2012 yılının eylül ayında bir gece ağabeyi ve babasının katledildiğini anlatan Brounsuzian, başka çaresi kalmadığı için Türkiye’ye göç etmek zorunda kaldığını söyledi. Mersin’deki arkadaşının daveti üzerine Türkiye’ye geldiğini ifade eden Brounsuzian, “Türkiye’ye kaçarcasına geldik. Yolda kara çarşaf giymek zorunda kaldım ve Hristiyan olduğumuzu gizledik. Annem evimizden ayrılırken son kez dönüp evimize baktı. Bu çok ağırdı bizim için. Tek isteğimiz savaşın bitmesi ve geri dönmek” diye konuştu.
Tacizlere maruz kaldım
Mersin’in Taşucu ilçesinde 5 ay annesiyle kalan Brounsuzian, ilk ayrımcılık ve tacizi burada yaşadığını anlattı. 3 ay süren depresyon ve savaş korkusunun ardından emlakçıda iş bulduğunu ve orada emek sömürüsünden tacize kadar insanlık dışı birçok duruma maruz kaldığını belirten Brounsuzian, “Çalıştığım emlakçıda ayda sadece 400 lira verip köle gibi çalıştırıldılar. Bir gün ofisi temizlerken bir adam zorla içeriye girmeye çalıştı ve ben direndiğim için başarılı olamadı. İşveren kadın bunun üzerine yanıma geldi ve beni azarlamaya başladı. Meğer o adamı kendisi göndermiş” dedi.

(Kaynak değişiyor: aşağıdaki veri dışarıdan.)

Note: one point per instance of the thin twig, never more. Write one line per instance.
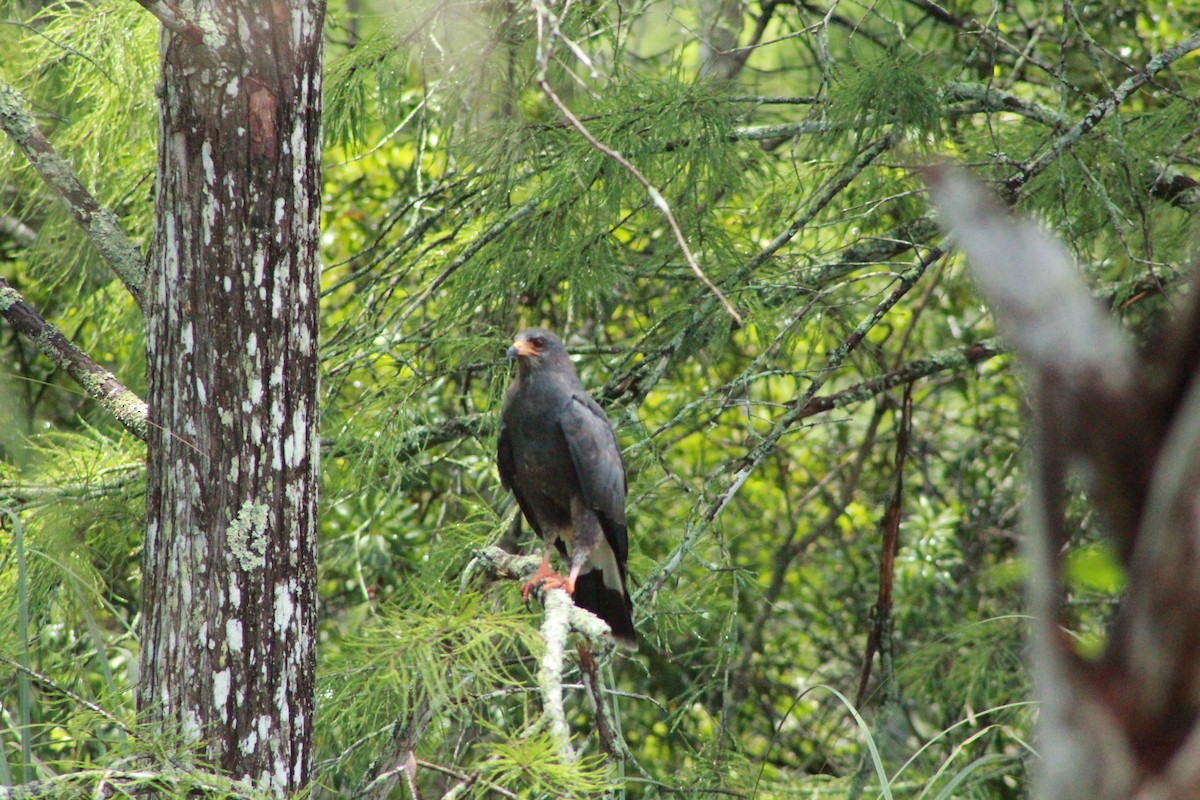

Hep kapılar yüzüme kapandı
Mersin’de yaşadıklarının ardından Kıbrıs’a giden Brounsuzian, Suriye’de 1. sınıftan terk etmek zorunda kaldığı hukuk fakültesini Kıbrıs’ta devam ettirmek istese de ekonomik nedenlerle okula gidemediğini anlattı. Daha sonra İzmir’e geldiklerinde ilk 3 ay iş bulamadığını belirten Brounsuzian, burada da birçok kez tacize uğradığını ifade etti. Brounsuzian, “Kadın olmak, hele Suriyeli bir Ermeni olmak apayrı bir zorluk. Hep kapılar yüzüme kapandı. İş görüşmesinde 7 dil bilmeme karşın Suriyeli ve Ermeni olduğum için işe almıyorlardı. İnsanlar kadın olduğun için etini koparmaya çalışıyorlar” dedi.

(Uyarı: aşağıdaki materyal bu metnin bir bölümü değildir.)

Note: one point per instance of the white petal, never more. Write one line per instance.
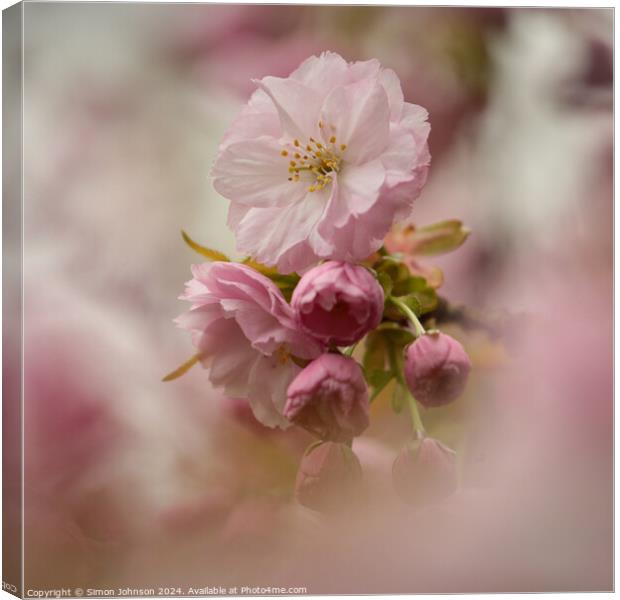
(254, 173)
(322, 73)
(297, 104)
(360, 186)
(267, 233)
(391, 83)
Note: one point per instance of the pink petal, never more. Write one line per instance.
(265, 233)
(254, 173)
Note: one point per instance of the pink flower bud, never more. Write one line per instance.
(329, 476)
(329, 398)
(436, 369)
(424, 472)
(338, 303)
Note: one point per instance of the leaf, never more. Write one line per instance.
(398, 399)
(374, 355)
(438, 238)
(184, 368)
(214, 255)
(378, 380)
(286, 283)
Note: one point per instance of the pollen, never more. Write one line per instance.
(317, 167)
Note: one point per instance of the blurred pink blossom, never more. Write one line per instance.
(338, 303)
(245, 334)
(329, 398)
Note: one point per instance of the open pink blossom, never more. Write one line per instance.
(330, 398)
(246, 335)
(425, 472)
(320, 164)
(338, 303)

Binlerce mağduriyete şahit oldum
İntihara kalkışırken bir kişinin kendisini engellediğini söyleyen Brounsuzian, “Ardından başka insanlarla tanışmaya başladım ve hayatım yoluna girmeye başladı. İş buldum. Eğitimime devam etmek istiyorum” dedi. İzmir’de Suriyeli Mülteciler Derneği’de başkan yardımcısı olduğunu söyleyen Brounsuzian, “Suriyeli bir mülteci ile tanıştıktan sonra derneğe gitmeye başladım ve derneğe katıldım. Dernekle birlikte binlerce Suriyeli kadınların yaşadıklarına da şahit oluyorum” dedi.